2/ Inflation shifting spending toward necessities and cheaper goods. 85% of consumers say rising prices has changed their shopping habits (Morning Consult).
Urban Outfitters CEO said, “it’s going to be ugly in terms of the amount of discounting and markdowns.” Sounds good for consumers, but retailers are about to watch their profit margins evaporate.
Not all retailers are struggling…
“Luxury, in general, is doing really well,” per senior research analyst of Jane Hali & Associates (FT).
- Signet (NYSE:SIG), a jewelry retailer, is seeing the strongest sales from items over $10,000.
- Ferrari (NYSE:RACE) raised its full-year forecast, with sales hitting a record $1.33B in the recent quarter.

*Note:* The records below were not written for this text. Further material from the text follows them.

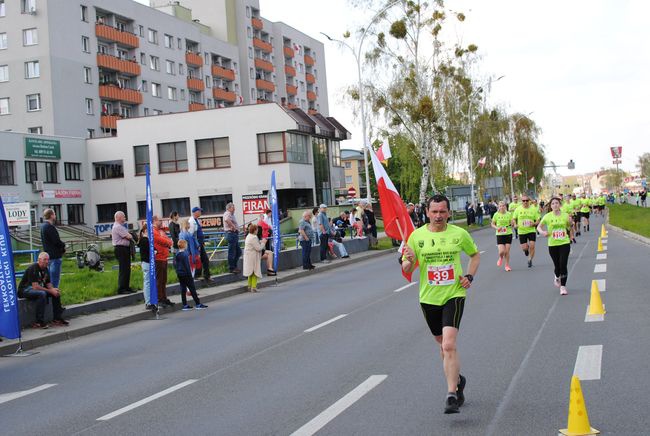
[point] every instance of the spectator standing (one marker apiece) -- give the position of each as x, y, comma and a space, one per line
52, 245
122, 246
162, 244
36, 285
232, 236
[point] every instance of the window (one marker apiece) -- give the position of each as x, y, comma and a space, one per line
30, 37
72, 170
215, 204
85, 44
152, 36
76, 214
141, 154
270, 147
106, 212
298, 148
171, 93
33, 102
6, 172
212, 153
108, 170
180, 205
172, 157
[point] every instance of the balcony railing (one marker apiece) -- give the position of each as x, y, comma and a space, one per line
109, 62
112, 34
263, 65
115, 93
224, 73
262, 45
265, 85
193, 59
195, 84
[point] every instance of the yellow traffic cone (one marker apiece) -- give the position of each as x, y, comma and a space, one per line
578, 420
595, 303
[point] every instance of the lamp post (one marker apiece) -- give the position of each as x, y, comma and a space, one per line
357, 58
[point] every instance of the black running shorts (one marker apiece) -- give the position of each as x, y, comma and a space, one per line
448, 315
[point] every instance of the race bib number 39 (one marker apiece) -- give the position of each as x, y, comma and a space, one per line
441, 275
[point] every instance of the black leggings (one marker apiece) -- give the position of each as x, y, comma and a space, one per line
560, 256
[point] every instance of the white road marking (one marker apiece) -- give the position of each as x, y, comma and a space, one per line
340, 406
594, 318
5, 398
146, 400
323, 324
588, 362
404, 287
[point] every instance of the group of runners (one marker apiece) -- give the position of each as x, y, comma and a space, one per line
436, 249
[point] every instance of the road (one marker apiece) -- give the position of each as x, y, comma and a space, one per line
347, 352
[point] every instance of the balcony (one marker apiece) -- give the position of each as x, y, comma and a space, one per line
292, 90
109, 33
193, 59
262, 45
113, 63
289, 71
288, 52
109, 121
263, 65
222, 94
257, 23
265, 85
115, 93
224, 73
195, 84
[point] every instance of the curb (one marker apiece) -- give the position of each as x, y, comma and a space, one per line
64, 334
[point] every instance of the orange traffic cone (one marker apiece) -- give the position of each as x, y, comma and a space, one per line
595, 303
578, 420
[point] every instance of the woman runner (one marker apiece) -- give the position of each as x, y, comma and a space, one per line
558, 225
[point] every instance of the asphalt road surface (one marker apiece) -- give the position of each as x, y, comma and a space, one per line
347, 352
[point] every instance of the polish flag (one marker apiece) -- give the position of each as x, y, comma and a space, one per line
383, 154
397, 222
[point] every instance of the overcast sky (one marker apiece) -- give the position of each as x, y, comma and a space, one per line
580, 65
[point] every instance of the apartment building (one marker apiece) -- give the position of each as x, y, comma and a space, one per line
75, 67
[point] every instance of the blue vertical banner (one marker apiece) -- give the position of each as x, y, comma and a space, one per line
153, 289
9, 324
275, 213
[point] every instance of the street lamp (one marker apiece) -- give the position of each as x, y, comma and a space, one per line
357, 58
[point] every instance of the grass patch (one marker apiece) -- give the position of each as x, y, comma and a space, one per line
631, 218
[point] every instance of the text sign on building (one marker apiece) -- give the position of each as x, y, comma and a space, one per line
17, 214
42, 148
254, 204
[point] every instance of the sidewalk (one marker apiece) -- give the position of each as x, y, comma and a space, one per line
87, 324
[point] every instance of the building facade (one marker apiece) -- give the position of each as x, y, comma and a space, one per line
75, 68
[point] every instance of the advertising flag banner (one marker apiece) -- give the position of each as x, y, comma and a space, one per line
9, 324
275, 213
152, 257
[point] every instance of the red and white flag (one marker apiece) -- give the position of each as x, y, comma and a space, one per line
383, 154
397, 222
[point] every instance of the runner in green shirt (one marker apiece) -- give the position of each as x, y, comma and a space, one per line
443, 287
558, 230
502, 223
525, 219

In August, luxury fashion platform Farfetch (NYSE:FTCH) reported strong earnings and narrowing losses. Still, the market hasn’t shown much mercy to these luxury stocks, with $RACE, $SIG and $FTCH down 25%, 35% and 72% this year, respectively.
Investors: Retail stocks are also discounted
The S&P Retail Select Industry Index is down 30% in 2022 — underperforming the S&P 500. But apparel stocks have fallen even harder, with brands like American Eagle and Abercrombie & Fitch losing over half their value.
The one retail stock that’s still outperforming the S&P 500 — Lululemon (NASDAQ:LULU). Lulu is holding 85% more inventory, but they’re still seeing strong sales even in this market.